Wir machen nicht wie früher freundliche Geldüberweisungen, wir machen nicht Charity, sondern wir machen Investment, für bessere Lebenschancen der Menschen in unseren Partnerländern und in Deutschland.

Klar ist: Um Perspektiven für junge Menschen zu schaffen, brauchen wir einen Dreiklang: Demokratie, Bildung und Wirtschaft!

Auch wenn die Länder im Nahen Osten und in Nordafrika sich stark voneinander unterscheiden, stehen doch manche vor ähnlichen Problemen und Herausforderungen:

Es gilt, demokratische Strukturen neu zu entwickeln und behutsam aufgebaut zu werden.
Was mir auf meiner bisherigen Reise durch Ägypten noch einmal viel klarer geworden ist: Wir müssen unsere Erwartungshaltung ändern. Es wird keine ägyptische Demokratie nach europäischen oder westlichen Vorbild geben. Ägypten ist ein mehrheitlich muslimisch geprägtes Land. Es gibt eine ganz andere Tradition und eine ganz andere Vorstellung von der Zukunft des Landes, als wir uns dies vielleicht in Deutschland vorstellen oder wünschen.

Besonders eindringlich wurde diese Erkenntnis beim Betrachten von zwei Fotos von den Abschlussklassen der Universität von Kairo.

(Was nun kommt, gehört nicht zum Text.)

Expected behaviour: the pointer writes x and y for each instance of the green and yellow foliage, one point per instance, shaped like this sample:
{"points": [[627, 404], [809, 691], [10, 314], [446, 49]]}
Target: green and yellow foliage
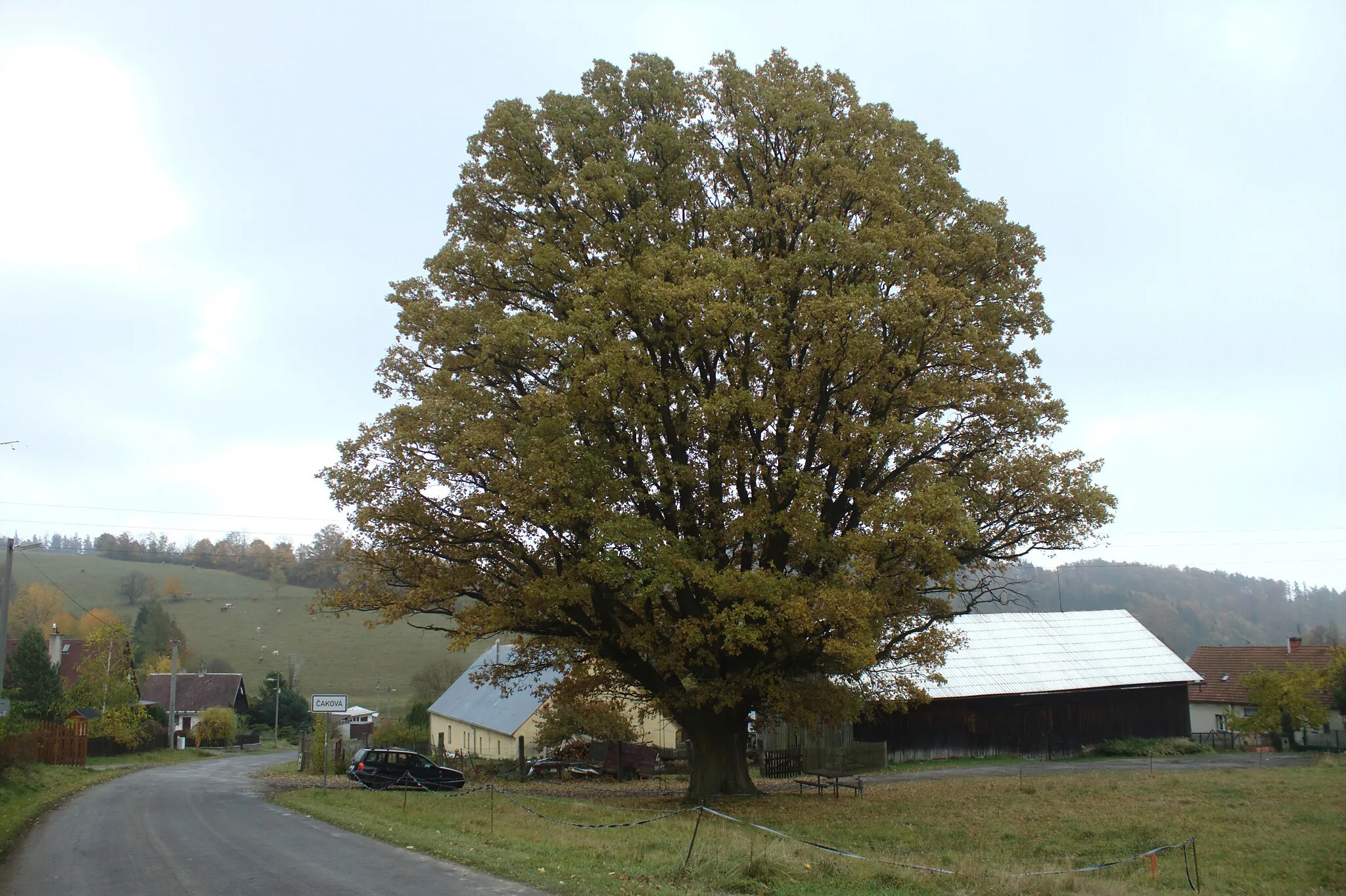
{"points": [[1286, 700], [723, 384], [106, 684], [216, 725]]}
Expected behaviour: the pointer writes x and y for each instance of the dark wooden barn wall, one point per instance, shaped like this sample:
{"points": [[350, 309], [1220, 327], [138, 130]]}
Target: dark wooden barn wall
{"points": [[1040, 725]]}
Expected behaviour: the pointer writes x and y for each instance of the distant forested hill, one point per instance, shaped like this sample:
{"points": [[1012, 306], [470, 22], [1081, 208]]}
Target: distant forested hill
{"points": [[1189, 607]]}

Einmal aus dem Jahr 1973 und einmal aus dem Jahr 2008. 1973 hat eine Frau auf dem Foto Kopftuch getragen. 2008 hat eine Frau kein Kopftuch getragen.

Auch in den deutschen Medien wird die Situation häufig zu rosig dargestellt: Die Entwicklungen sind weit weniger fortgeschritten, als es die zahlreichen Berichte in der deutschen Presse nahelegen. Und wir müssen das Tempo vor Ort auch respektieren lernen.

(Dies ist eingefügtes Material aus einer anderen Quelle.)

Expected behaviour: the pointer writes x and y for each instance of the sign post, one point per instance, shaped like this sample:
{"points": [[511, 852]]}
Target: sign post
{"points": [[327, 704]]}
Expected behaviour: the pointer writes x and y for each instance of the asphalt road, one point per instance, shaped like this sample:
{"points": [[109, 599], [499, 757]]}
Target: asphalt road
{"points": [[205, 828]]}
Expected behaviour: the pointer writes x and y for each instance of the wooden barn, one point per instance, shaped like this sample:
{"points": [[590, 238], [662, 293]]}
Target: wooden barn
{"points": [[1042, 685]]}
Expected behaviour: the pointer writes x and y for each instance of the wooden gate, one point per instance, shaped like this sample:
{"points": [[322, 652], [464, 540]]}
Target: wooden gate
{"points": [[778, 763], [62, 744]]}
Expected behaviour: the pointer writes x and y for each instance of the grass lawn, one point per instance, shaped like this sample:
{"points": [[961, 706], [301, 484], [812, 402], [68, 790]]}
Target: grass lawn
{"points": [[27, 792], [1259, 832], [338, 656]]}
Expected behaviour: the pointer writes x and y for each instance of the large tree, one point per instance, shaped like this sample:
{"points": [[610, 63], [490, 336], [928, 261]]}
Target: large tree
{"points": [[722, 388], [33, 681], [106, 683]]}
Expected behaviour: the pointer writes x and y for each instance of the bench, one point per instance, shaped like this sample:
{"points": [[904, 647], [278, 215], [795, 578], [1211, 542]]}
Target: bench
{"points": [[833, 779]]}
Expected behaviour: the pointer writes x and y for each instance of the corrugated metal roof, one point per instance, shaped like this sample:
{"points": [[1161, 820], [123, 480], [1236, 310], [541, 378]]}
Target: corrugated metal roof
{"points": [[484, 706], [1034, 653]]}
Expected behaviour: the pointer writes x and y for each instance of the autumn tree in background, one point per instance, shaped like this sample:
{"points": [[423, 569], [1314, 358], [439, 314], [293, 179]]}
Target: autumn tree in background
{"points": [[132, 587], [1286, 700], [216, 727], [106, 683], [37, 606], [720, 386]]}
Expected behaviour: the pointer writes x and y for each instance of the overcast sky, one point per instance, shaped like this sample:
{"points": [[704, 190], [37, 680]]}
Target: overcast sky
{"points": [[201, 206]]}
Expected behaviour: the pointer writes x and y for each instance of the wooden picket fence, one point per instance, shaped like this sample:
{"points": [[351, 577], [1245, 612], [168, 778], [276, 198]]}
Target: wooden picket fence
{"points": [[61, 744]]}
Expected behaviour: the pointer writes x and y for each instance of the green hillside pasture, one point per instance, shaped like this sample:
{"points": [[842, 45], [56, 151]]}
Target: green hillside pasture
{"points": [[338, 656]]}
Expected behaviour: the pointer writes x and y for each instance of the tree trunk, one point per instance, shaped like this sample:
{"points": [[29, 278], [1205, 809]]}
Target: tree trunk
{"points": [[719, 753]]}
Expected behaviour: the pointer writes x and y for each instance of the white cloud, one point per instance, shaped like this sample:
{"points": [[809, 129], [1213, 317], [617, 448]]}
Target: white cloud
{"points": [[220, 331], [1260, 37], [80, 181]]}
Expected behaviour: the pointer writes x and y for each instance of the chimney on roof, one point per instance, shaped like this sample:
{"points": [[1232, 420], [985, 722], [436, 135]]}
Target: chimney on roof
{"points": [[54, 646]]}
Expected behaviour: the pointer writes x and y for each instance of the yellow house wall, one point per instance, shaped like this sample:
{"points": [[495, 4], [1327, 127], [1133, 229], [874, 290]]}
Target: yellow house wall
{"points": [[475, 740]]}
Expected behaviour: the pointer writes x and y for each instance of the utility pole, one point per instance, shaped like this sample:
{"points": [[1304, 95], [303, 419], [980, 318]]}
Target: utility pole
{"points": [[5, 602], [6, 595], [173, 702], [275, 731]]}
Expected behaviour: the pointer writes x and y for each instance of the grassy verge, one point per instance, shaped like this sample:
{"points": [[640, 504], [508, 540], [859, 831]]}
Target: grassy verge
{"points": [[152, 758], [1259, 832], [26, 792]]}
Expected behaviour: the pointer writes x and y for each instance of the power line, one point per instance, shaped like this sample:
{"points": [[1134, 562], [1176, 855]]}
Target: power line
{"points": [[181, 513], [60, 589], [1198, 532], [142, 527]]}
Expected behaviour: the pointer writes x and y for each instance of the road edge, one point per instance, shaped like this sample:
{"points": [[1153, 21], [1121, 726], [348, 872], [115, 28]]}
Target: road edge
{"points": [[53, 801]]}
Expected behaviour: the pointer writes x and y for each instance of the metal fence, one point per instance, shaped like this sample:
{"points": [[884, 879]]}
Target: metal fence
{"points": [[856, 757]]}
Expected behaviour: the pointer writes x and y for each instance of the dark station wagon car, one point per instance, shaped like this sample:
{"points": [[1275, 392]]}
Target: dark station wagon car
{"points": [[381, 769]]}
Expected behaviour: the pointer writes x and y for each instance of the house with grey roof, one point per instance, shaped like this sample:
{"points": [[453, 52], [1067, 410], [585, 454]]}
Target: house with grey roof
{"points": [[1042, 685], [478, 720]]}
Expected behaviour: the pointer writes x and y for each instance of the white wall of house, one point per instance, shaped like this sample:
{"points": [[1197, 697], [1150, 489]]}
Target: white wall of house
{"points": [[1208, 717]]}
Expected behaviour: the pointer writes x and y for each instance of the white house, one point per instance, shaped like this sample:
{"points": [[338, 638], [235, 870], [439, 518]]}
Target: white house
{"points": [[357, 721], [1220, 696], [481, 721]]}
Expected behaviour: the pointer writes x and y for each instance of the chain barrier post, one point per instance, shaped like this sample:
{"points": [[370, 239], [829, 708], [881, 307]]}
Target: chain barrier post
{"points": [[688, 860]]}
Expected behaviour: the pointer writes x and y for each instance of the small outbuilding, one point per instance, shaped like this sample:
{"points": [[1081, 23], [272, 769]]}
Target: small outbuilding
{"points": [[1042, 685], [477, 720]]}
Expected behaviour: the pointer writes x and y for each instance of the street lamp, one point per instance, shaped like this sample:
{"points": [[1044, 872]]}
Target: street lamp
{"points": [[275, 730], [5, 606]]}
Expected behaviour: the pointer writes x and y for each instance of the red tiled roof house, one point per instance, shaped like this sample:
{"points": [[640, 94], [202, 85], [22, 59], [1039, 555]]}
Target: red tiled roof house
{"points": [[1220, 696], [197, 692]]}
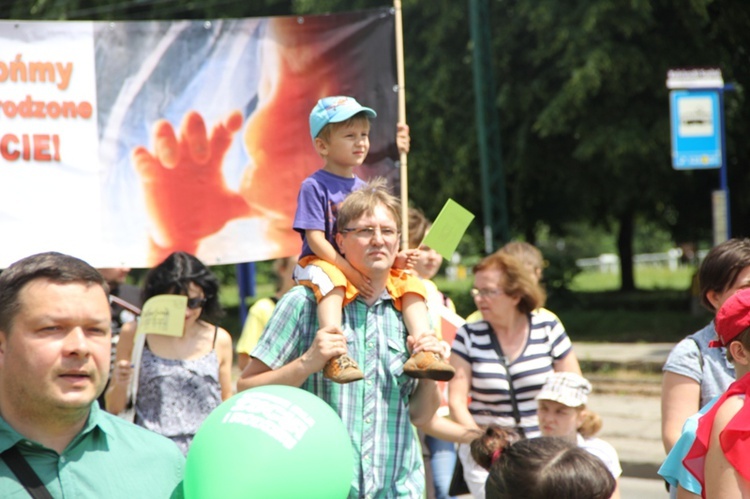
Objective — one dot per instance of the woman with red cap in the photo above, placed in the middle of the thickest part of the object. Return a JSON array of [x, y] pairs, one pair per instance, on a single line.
[[720, 456]]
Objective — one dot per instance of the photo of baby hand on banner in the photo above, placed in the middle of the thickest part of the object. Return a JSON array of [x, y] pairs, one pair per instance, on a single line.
[[196, 138]]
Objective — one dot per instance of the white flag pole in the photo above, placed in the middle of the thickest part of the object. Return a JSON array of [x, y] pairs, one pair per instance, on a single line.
[[402, 119]]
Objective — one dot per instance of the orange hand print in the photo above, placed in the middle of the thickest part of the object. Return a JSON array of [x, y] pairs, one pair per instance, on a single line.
[[186, 195]]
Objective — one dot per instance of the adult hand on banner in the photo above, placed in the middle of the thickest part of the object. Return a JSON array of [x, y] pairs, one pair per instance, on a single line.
[[186, 195]]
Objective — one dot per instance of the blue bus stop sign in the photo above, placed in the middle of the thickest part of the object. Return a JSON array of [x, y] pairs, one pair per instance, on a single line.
[[695, 119]]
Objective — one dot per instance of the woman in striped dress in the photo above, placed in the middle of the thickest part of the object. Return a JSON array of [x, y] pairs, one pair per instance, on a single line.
[[503, 361]]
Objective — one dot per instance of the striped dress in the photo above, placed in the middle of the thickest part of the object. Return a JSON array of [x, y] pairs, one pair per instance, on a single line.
[[489, 391]]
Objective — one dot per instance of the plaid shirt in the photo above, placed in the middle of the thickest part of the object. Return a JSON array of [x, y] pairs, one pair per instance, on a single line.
[[388, 461]]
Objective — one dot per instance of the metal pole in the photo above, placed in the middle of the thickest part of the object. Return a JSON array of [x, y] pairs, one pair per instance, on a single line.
[[400, 80], [723, 182]]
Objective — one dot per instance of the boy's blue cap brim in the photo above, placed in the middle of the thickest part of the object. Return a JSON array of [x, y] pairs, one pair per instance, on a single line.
[[335, 110]]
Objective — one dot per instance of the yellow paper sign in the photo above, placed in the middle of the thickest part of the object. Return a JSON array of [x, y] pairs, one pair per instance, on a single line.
[[448, 229], [163, 314]]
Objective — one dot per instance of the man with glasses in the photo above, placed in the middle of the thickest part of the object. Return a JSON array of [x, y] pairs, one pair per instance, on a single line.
[[378, 410]]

Ägypten wurde einen Großteil seiner Geschichte von fremden Mächten beherrscht. Die große Leistung der vergangen Monate ist, dass die Menschen sich erhoben haben und erkannt haben, dass sie ihr Schicksal in die eigene Hand nehmen und selbstbewusst Forderungen stellen können.

Jetzt muss dieses neue Verständnis aber noch weiterentwickelt werden, denn langfristig wird man nur mit kontraproduktiven Demonstrationen nicht viel erreichen. Man muss gemeinsam nach Lösungen suchen, und dabei auch einmal Abstriche in Kauf nehmen.

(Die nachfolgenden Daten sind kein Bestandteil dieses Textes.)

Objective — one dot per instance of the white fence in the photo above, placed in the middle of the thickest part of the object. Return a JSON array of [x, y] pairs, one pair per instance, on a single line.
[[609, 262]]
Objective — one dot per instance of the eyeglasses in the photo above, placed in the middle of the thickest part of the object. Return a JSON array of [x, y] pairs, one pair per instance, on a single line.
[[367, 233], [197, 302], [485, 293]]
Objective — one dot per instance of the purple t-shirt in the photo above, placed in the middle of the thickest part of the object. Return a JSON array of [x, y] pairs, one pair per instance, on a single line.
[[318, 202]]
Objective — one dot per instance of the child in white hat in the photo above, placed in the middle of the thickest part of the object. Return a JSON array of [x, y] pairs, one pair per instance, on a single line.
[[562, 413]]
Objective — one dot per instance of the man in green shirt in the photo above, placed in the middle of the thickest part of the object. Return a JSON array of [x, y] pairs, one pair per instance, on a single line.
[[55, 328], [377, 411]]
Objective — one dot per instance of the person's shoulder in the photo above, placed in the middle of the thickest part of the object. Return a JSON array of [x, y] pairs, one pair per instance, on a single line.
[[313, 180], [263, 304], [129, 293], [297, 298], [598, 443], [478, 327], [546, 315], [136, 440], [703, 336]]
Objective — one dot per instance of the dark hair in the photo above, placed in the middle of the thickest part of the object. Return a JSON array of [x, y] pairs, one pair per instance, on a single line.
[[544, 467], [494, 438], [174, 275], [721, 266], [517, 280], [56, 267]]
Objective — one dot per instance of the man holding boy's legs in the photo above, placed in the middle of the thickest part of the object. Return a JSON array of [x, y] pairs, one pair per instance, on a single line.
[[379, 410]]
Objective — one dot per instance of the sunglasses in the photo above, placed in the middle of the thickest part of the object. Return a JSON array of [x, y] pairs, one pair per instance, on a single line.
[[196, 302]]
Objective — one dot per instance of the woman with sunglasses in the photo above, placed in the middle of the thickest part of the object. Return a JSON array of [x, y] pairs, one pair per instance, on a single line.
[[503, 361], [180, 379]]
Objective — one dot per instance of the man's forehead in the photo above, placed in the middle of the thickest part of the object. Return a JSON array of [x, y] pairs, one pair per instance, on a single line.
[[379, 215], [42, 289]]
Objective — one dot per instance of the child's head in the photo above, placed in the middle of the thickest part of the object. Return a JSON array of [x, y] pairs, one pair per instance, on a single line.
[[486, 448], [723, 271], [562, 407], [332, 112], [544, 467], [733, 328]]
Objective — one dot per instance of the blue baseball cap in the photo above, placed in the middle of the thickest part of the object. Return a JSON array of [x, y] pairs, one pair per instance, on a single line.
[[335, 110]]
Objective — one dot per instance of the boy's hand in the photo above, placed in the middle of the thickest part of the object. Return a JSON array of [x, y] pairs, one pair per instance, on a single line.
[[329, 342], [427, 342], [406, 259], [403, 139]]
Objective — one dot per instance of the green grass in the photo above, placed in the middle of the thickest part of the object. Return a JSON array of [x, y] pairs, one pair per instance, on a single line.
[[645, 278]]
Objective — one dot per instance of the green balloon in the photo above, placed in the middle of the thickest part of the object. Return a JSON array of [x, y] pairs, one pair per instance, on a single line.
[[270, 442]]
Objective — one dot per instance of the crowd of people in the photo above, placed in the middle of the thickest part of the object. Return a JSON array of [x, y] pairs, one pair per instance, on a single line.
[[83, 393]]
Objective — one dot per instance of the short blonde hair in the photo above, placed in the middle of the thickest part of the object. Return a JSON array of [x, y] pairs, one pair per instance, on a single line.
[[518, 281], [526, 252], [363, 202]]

Auch habe ich den Eindruck, dass die Rolle des Militärs in Ägypten im Ausland zum Teil unterschätzt wird. Bei einem Spaziergang durch die islamische Altstadt Kairos hatte ich die Möglichkeit mit Straßenhändlern und Ladenbesitzern, Hausfrauen und Jugendlichen zusprechen.

Man ist sich nicht einmal einig, ob die Entwicklungen vor Ort eine Revolution darstellen oder nicht. Viele sind der Meinung, dass zwar der Diktator weg sei, nicht aber die Diktatur. Vielleicht könnte man die Umwälzung so ein schätzen: halb Revolution, halb Militärputsch. Denn das Militär hat zwar Mubarak fallen lassen, nicht aber die Strippen der Macht.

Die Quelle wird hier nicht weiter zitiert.